Palestino joga um coquetel molotov durante confrontos com as forças israelenses

O Departamento de Estado americano negou que tenham sido canceladas as duas reuniões previstas para ontem nas negociações de paz entre israelenses e palestinos. Mais cedo, representantes palestinos haviam dito que cancelaram a reunião por causa de um ataque de Israel.

Na ação, militares israelenses à paisana entraram no campo de refugiados de Qalandia, perto de Ramallah, na Cisjordânia, em busca de um palestino que era procurado pela Justiça. Moradores palestinos afirmam que centenas de refugiados cercaram os agentes, que atiraram contra eles, matando três pessoas e ferindo 15.

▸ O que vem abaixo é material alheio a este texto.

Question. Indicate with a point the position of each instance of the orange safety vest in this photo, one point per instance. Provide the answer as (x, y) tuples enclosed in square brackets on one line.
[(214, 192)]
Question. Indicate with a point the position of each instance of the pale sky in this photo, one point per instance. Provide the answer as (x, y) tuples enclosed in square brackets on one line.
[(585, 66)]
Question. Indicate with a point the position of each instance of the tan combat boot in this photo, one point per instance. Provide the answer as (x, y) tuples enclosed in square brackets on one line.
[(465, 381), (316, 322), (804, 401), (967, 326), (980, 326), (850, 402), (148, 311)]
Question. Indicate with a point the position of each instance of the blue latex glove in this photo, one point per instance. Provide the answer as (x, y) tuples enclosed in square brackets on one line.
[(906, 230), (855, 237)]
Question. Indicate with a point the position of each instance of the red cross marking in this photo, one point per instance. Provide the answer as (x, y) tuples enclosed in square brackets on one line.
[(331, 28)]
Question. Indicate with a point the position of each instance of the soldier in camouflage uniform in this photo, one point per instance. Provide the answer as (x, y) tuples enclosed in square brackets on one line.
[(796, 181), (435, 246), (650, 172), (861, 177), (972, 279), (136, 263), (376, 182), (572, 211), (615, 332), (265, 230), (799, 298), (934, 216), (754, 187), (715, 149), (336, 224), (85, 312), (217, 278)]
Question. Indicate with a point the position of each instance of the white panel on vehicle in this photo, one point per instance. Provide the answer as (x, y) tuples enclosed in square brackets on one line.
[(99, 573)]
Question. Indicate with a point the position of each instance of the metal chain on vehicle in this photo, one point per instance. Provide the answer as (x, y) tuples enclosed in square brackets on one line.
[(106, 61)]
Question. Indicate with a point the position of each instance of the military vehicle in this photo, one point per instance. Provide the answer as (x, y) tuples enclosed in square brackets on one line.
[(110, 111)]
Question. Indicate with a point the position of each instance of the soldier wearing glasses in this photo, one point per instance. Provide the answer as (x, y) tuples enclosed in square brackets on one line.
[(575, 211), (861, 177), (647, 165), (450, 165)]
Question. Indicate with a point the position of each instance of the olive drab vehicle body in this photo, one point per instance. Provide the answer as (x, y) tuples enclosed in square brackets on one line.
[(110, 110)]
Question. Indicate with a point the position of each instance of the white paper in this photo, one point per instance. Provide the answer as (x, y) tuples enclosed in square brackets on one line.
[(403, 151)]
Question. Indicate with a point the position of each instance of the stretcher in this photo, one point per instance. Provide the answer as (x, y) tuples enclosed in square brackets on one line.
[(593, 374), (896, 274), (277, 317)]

A informação foi confirmada pela porta-voz do Departamento de Estado, Marie Harf, embora não tenha confirmado se os encontros aconteceram. “Posso garantir que não foi cancelada nenhuma reunião. Os dois lados estão envolvidos em negociações sérias e sustentadas”.

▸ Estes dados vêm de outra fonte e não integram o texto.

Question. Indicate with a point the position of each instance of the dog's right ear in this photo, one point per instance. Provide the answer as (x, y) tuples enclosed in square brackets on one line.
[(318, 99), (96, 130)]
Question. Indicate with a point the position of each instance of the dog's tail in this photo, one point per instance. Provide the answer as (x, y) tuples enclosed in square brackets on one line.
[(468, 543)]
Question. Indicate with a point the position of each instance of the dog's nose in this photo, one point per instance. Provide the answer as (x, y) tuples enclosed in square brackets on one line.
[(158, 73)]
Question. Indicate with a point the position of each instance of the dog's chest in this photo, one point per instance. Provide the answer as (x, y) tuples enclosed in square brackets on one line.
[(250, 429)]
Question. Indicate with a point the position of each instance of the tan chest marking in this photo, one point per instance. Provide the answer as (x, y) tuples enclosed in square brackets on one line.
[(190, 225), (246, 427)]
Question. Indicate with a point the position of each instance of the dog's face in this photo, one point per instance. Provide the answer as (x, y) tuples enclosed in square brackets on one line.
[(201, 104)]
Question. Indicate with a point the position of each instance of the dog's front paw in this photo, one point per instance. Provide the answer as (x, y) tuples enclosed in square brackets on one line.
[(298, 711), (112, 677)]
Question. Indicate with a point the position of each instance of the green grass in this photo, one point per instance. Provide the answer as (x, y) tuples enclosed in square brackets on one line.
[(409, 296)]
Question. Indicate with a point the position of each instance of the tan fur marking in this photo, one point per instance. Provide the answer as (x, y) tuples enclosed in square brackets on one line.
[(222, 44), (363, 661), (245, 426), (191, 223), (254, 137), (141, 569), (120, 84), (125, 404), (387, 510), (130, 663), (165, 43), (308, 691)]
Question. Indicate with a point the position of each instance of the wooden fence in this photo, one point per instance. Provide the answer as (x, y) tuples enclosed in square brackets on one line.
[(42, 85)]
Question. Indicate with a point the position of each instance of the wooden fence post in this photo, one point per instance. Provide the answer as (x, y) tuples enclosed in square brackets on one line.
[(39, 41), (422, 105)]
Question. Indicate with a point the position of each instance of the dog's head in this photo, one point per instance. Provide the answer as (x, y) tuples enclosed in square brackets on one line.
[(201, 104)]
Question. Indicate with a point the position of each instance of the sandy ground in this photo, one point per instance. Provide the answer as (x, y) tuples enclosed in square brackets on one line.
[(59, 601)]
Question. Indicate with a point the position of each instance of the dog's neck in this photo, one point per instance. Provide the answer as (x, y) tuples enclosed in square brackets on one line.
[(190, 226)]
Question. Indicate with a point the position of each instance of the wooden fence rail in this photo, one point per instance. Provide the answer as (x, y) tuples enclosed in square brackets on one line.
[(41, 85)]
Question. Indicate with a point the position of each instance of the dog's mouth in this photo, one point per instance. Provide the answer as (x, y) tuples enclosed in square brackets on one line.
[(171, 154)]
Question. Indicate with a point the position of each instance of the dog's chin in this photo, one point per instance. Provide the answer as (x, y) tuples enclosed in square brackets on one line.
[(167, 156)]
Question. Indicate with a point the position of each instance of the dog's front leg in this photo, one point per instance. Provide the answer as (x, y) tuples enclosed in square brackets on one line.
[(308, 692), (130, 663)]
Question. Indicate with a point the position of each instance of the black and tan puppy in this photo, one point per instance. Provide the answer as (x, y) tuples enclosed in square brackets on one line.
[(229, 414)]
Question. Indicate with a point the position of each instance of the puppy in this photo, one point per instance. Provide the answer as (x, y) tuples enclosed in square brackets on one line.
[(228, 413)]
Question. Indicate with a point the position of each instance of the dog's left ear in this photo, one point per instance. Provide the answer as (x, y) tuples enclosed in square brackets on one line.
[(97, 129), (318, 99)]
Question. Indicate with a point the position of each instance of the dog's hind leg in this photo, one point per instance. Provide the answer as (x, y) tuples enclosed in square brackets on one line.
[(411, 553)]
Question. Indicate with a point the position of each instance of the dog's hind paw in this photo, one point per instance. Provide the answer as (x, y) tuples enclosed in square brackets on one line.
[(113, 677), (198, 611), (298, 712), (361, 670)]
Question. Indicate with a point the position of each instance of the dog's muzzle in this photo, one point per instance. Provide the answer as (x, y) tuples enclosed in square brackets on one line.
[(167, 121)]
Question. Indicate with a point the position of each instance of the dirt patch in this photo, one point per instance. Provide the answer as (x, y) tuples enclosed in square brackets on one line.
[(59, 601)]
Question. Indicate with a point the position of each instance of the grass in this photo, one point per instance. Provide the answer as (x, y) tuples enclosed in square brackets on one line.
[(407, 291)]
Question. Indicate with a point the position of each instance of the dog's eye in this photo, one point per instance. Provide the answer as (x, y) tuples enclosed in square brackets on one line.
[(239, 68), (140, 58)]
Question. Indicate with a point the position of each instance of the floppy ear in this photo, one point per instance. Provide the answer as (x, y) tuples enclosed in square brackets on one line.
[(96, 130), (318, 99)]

Mais cedo, a comitiva palestina afirmou que não iria participar de dois encontros previstos para ontem em Jericó, na Cisjordânia. Eles consideraram que a incursão militar foi uma forma de deter o diálogo e que estão entrando em contato com a comunidade internacional para pedir que se condene a ação.

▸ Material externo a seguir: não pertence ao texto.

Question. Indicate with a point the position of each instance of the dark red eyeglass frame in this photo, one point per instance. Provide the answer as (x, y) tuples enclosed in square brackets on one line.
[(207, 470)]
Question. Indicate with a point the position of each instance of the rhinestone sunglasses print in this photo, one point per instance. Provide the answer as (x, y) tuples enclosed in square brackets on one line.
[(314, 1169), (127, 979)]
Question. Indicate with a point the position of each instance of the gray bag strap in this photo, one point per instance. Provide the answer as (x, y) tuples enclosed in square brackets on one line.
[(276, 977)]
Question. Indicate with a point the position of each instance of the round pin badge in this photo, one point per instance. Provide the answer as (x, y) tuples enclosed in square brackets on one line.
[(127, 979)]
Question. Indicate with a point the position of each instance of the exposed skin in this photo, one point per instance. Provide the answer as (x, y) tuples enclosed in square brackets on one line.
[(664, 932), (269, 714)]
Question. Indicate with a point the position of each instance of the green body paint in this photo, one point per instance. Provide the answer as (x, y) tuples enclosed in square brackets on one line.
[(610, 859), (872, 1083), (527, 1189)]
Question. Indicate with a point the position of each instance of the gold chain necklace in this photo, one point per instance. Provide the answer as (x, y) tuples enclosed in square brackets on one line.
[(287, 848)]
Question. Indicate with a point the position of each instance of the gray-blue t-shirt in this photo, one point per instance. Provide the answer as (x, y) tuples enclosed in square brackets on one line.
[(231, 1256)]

O membro do Comitê Executivo da Organização para a Libertação da Palestina Hanan Ashrawi considerou a ação “um uso excessivo e indiscriminado da violência e de munição real em zonas com densa população civil, o que representa uma patente violação da legislação internacional e humanitária”.

Ashrawi pediu “aos membros do Conselho de Segurança da ONU, ao Quarteto de paz para o Oriente Médio (Estados Unidos, Rússia, ONU e União Europeia) e ao restante da comunidade internacional que tomem medidas sérias para acabar com o assassinato de civis inocentes e pôr fim à impunidade de Israel”.